Anything contained in the Regulations to the contrary notwithstanding, any
action which may be authorized or taken at a meeting of the Shareholders or of
the Directors or of a committee of the Directors, as the case may be, may be
authorized or taken without a meeting with the affirmative vote or approval of,
and in a writing or writings signed by, all the Shareholders who would be
entitled to notice of a meeting of the Shareholders held for such purpose, or
all the Directors, or all the members of such committee of the Directors,
respectively, which writings shall be filed with or entered upon the records of
the Corporation.
ARTICLE EIGHT
AMENDMENTS TO REGULATIONS
Section 8.01. AMENDMENTS AT A MEETING. The Regulations may be amended,
or new Regulations may be adopted, at a meeting of Shareholders held for such
purpose, by the affirmative vote of holders of shares entitling them to exercise
a majority of the voting power of the Corporation on such proposal, or the
affirmative vote of the holders of a majority of the voting power of each class
or classes of shares of the Corporation entitled to vote on such proposal as a
class, provided that such amendment or adoption is recommended for approval by
at least three-fourths (3/4) of the Directors of the Corporation.
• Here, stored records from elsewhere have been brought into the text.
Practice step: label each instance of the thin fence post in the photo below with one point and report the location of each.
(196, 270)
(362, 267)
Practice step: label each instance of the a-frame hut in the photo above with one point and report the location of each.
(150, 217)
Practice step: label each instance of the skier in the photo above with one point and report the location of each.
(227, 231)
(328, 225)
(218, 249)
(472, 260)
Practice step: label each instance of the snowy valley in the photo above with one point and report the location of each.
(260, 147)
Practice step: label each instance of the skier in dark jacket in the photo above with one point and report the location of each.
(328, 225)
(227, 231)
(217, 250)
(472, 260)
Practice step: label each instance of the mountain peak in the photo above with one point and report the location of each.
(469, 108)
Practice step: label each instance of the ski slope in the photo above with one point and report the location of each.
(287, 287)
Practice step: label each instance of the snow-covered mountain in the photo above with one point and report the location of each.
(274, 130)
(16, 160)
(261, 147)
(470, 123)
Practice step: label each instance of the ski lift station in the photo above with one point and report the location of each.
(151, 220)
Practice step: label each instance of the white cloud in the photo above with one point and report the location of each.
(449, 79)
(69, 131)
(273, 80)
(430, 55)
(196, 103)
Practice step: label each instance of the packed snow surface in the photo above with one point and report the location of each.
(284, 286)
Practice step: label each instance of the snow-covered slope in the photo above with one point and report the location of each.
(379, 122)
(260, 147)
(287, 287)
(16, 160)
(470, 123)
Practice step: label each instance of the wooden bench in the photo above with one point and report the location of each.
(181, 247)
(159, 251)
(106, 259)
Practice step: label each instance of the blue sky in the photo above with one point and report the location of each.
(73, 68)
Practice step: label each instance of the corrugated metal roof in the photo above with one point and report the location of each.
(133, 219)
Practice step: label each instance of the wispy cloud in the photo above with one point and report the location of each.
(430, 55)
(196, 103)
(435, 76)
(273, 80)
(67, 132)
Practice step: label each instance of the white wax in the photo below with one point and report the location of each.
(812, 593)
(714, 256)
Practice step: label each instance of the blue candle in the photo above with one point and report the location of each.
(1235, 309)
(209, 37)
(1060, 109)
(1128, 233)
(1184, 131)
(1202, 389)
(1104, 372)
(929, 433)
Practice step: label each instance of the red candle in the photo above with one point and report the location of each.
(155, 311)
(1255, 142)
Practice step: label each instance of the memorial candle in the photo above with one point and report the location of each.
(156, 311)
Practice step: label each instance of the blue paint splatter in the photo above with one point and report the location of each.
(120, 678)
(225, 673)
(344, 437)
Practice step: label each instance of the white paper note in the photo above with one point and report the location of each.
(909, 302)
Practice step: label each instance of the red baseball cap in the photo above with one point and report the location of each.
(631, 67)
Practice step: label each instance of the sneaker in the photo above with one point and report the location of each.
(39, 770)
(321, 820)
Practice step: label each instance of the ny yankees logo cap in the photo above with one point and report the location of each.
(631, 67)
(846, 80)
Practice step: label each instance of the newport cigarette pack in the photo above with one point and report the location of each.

Unless at
least three-fourths (3/4) of the Directors of the Corporation recommend the
approval of such amendment or adoption, the affirmative vote of holders of
shares entitling them to exercise at least three-fourths (3/4) of the voting
power of the Corporation on such proposal or of
-8-
<PAGE>
three-fourths (3/4) of the voting power of each class or classes of shares of
the Corporation entitled to vote on such proposal as a class shall be required.
Section 8.2. AMENDMENTS WITHOUT A MEETING. The Regulations may be
amended or new Regulations may be adopted without a meeting by the written
consent of holders of shares entitling them to exercise three-fourths (3/4) of
the voting power of the Corporation on such proposal or by the written consent
of the holders of three-fourths (3/4) of the voting power of each class or
classes of the Corporation entitled to vote on such proposal as a class.